An estimated 240 people remain hostages of Hamas in Gaza. One of those is 23-year-old American citizen Hersh Goldberg-Polin who had attended the Nova Music Festival, which was brutally attacked by Hamas terrorists on Oct. 7.

The National Desk spoke with his mom Rachel who described the agony of the past month.

"It’s so psychologically, emotionally, spiritually, physically, painful all the same time and it doesn’t let up," said Goldberg.

The last communication Rachel received from her son was through WhatsApp on the morning of Oct. 7. He told his mom he loved her and he was sorry. She said she immediately knew something was terribly wrong.

Witnesses would later tell her what happened.

Hersh and his friends tried to get away in a car but Hamas terrorists had the road blocked and were firing machine guns. Vehicles were driving towards them.

Rachel said Hersh ran into a roadside bomb shelter. Hamas zeroed in on the shelter, throwing grenades and an RPG inside, then peppering the small room with more gunfire.

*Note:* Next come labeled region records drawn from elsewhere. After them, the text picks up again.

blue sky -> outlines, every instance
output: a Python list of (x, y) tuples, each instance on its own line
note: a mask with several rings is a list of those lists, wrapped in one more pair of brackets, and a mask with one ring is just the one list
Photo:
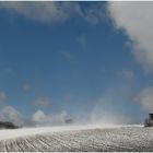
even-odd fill
[(102, 116), (140, 121), (148, 111), (136, 97), (152, 75), (136, 60), (130, 35), (116, 28), (108, 3), (61, 2), (43, 15), (38, 5), (46, 4), (0, 3), (1, 108), (28, 118), (37, 110), (90, 118), (101, 104)]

The witnesses said Hersh lost an arm but survived and Hamas took him to Gaza. Rachel said her son's cell phone last pinged from inside the Gaza Strip. They have had no news of him since.

Hamas' hostages are citizens of 30 different countries and at least five religions. Hersh is one of ten Americans being held.

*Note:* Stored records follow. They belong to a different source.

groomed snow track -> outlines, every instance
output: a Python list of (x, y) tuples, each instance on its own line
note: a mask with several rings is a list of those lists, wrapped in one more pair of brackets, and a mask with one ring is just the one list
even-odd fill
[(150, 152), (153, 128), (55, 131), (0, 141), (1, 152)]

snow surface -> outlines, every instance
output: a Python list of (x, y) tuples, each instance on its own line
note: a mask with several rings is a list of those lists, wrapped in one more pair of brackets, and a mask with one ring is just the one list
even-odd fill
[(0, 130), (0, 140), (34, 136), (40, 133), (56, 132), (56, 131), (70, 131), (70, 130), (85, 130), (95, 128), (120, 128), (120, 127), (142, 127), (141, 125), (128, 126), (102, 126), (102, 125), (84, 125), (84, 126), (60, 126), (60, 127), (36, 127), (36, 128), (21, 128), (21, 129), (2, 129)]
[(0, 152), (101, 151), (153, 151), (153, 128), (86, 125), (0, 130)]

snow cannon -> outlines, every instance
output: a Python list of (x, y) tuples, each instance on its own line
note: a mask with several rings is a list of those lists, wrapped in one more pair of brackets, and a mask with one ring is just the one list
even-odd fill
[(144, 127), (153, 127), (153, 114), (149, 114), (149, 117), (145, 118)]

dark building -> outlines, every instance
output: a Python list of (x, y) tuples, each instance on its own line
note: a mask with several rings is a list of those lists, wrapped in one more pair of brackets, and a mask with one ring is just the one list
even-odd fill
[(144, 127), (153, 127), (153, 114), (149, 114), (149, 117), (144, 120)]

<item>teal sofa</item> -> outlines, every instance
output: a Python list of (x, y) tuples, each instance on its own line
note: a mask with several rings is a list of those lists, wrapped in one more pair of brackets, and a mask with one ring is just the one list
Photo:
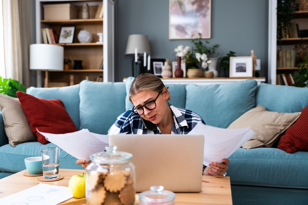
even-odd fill
[[(38, 97), (59, 99), (78, 128), (106, 134), (117, 117), (133, 105), (128, 98), (133, 78), (125, 83), (84, 81), (63, 88), (30, 87), (27, 93)], [(170, 84), (175, 106), (199, 113), (209, 125), (226, 128), (249, 110), (261, 104), (270, 111), (300, 112), (308, 105), (308, 89), (257, 85), (248, 80), (220, 85)], [(26, 169), (24, 159), (39, 156), (40, 149), (55, 146), (38, 142), (9, 144), (0, 118), (0, 178)], [(288, 154), (275, 148), (240, 148), (231, 156), (230, 176), (234, 204), (308, 203), (308, 152)], [(63, 150), (61, 168), (82, 169), (77, 159)]]

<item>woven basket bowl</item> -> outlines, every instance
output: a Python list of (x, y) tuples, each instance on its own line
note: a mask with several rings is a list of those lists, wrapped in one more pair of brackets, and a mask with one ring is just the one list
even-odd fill
[(202, 70), (201, 69), (187, 69), (187, 77), (201, 77)]
[(214, 72), (213, 71), (204, 71), (203, 76), (204, 77), (214, 77)]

Meanwhile, in cities across America, anti-Israel demonstrators tear down posters of the hostages almost as fast as loved ones put them up.

"It shows people are not really educated about what’s going on here," said Rachel.

The White House is not commenting on the issue of the posters getting torn down.

As the days drag on, Rachel said she has no choice but to remain hopeful she'll see her son again soon.